In [1]:
import numpy
import bovy_mcmc
%pylab inline
Suppose we have data draw from a delta function with Gaussian uncertainties (all equal). How well do we limit the dispersion? Sample data:
In [2]:
ndata= 24
data= numpy.random.normal(size=ndata)
We assume that the mean is zero and implement the likelihood
In [3]:
def loglike(sigma,data):
if sigma <= 0. or sigma > 2.: return -1000000000000000.
return -numpy.sum(0.5*numpy.log(1.+sigma**2.)+0.5*data**2./(1.+sigma**2.))
Now sample with slice sampling
In [4]:
nsamples= 10000
samples= bovy_mcmc.slice(numpy.array([1.]),1.,loglike,(data,),
isDomainFinite=[True,True],domain=[0.,2.],
nsamples=nsamples)
In [5]:
hist(numpy.array(samples),
range=[0.,2.],bins=0.3*numpy.sqrt(nsamples),
histtype='step',color='k',normed=True)
x95= sorted(samples)[int(numpy.floor(0.95*nsamples))]
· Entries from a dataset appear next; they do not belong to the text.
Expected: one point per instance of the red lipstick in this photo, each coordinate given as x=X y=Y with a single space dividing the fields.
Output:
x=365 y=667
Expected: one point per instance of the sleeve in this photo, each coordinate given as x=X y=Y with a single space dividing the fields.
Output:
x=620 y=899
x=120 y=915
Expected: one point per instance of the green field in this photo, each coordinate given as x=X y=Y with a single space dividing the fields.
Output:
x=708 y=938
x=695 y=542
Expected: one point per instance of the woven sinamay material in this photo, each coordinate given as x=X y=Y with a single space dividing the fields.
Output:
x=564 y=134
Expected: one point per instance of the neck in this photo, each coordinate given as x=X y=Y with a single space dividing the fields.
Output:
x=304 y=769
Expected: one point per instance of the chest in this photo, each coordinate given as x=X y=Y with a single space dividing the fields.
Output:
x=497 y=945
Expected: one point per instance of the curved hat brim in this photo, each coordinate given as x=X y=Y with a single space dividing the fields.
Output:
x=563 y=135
plot([x95,x95],ylim(),'r-')
text(0.4,0.8,r'$\sigma < %.2f\ (95\%%\ \mathrm{confidence})$' % x95,
transform=gca().transAxes,size=18.,color='r',
backgroundcolor='w')
xlabel(r'$\sigma$')
Out[5]:
We write a function that returns the 95% upper limit as a function of sample size $N$
In [6]:
def uplimit(N,ntrials=30,nsamples=1000):
out= []
for ii in range(ntrials):
data= numpy.random.normal(size=N)
samples= bovy_mcmc.slice(numpy.array([1.]),1./N**0.25,loglike,(data,),
isDomainFinite=[True,True],domain=[0.,2.],
nsamples=nsamples)
out.append(sorted(samples)[int(numpy.floor(0.95*nsamples))])
return numpy.median(out)
In [7]:
N= 10.**numpy.linspace(1,5,21)
y= [uplimit(n) for n in N]
In [8]:
loglog(N,y,'ko-')
p= numpy.polyfit(numpy.log(N)[5:],numpy.log(y)[5:],deg=1)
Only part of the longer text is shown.